There is a great article in the Wall Street Journal, The Fading Art of Eye Contact. It speaks to how little eye contact is used during a conversation. And yet, good eye contact is one of the best ways to build rapport and productive relationships in the workplace. I am reminded of this every time I conduct a coaching skills workshop for managers.
To effectively coach someone in the workplace one has to demonstrate respect, interest and engagement. The basis of this is good eye contact. To illustrate the point, I utilize an exercise whereby one person will speak for three minutes and the other will listen. And by listening, I mean not speaking at all. The instructions alone creates a stir in the room. Either people are unsettled by the prospect of speaking for three minutes straight or conversely unnerved by not being able to speak. With some coaxing we start the exercise. I witness firsthand the initial uneasiness of this simple yet powerful exercise. At the end of each three minutes the listener will briefly recap what they heard and what they observed about the person speaking.
Because there are no distractions, people create a natural pattern of eye contact that provides focused attention married with breaks that allow the eyes to gaze away and return to the other person. Furthermore, the listener is much more observant and visibly engaged during the conversation. When we debrief after the exercise, the person who was speaking feels recognized and seen since the listener has given them their undivided attention. They are left feeling that someone really cares about what they have to say. For the listener, they not only retain more of what is being said, they also pick up subtle cues that leads to greater insight about the other person.

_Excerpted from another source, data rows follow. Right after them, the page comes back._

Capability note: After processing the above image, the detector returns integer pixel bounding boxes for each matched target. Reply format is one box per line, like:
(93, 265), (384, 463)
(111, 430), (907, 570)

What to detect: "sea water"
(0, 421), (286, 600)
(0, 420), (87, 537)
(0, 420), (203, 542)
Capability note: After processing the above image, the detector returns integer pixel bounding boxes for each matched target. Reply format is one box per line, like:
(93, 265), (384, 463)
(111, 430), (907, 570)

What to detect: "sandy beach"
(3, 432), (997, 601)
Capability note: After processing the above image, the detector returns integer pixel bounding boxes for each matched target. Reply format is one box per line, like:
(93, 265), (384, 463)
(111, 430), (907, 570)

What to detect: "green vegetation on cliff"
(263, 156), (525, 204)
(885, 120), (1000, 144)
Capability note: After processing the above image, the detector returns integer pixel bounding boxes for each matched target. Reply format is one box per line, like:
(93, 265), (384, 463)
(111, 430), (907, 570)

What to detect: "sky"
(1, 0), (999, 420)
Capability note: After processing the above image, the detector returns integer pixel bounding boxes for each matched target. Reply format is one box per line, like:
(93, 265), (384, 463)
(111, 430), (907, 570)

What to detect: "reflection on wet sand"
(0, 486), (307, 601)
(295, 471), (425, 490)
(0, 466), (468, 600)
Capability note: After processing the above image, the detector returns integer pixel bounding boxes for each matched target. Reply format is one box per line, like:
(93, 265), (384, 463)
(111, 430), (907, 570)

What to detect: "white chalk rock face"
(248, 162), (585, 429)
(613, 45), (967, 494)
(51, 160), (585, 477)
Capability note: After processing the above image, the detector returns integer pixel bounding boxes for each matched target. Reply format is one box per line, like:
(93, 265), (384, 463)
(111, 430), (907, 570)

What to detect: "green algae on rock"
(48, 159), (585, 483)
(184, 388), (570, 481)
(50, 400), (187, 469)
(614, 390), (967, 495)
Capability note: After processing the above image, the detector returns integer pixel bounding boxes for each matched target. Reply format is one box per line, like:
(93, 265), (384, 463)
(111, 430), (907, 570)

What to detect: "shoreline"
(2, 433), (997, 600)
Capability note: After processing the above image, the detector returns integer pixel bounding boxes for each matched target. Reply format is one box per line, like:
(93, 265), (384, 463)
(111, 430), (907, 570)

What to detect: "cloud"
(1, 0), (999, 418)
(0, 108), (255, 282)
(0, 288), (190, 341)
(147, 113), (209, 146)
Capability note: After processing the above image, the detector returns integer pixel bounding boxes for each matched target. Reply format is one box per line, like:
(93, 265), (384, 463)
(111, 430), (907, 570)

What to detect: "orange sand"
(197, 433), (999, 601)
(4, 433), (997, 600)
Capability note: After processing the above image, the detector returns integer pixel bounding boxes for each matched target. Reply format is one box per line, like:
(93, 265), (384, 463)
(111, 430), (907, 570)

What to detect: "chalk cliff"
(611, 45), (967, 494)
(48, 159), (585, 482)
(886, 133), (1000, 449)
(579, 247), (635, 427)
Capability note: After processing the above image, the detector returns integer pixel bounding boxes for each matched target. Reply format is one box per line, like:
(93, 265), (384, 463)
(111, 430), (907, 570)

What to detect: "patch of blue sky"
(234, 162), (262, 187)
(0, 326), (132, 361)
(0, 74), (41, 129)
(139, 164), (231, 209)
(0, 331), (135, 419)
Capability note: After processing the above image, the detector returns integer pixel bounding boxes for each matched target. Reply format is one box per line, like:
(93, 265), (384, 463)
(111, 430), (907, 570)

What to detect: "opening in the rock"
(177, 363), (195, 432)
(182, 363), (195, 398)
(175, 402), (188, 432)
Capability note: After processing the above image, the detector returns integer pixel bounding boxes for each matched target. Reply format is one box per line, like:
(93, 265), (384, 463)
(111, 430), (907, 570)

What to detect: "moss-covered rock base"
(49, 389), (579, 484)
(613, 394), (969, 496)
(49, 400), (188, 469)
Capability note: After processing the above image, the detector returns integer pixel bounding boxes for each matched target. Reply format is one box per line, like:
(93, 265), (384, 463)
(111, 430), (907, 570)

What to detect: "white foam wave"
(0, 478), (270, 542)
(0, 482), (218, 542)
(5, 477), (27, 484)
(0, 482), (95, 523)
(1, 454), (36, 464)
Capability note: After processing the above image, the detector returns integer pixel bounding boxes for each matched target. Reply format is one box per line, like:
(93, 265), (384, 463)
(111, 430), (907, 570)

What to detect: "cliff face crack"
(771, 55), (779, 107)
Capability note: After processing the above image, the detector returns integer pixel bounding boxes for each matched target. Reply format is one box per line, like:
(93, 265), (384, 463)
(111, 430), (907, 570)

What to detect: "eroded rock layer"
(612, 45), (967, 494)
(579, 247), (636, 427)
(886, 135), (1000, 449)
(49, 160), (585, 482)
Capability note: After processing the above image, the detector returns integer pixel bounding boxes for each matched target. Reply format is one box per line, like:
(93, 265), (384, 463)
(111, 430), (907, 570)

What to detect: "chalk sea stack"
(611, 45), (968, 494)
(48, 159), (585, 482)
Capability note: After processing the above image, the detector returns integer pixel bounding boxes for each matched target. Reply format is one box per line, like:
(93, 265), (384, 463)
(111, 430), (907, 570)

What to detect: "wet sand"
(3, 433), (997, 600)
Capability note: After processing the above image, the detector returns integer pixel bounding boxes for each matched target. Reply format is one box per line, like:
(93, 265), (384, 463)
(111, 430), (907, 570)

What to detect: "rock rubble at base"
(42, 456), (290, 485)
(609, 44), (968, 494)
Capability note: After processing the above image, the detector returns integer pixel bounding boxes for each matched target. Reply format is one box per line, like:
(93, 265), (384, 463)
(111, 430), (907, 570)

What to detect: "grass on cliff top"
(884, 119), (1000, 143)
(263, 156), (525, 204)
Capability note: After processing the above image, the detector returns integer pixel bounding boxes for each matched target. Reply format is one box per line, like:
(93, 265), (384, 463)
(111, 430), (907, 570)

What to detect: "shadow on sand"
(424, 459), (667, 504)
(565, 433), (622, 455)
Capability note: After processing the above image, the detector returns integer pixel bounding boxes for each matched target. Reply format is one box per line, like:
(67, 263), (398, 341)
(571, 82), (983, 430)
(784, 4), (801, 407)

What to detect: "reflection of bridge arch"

This exercise is always noted as a favorite because it brings to light the importance of eye contact, how it makes others feel and how quickly rapport can be established. There are many reasons why eye contact has faded as one of our most basic behaviors in the workplace; electronic devices, multi-tasking, remote working arrangements and short attention spans. But I wonder if there is not a more simple answer, there is not enough awareness around the importance of good eye contact. Maybe it has been taken for granted and now has to be taught. After, reading the WSJ article I was speaking with a client who makes a point to teach their kids how to maintain eye contact especially when talking to adults. Hopefully, this a good start for the next generation.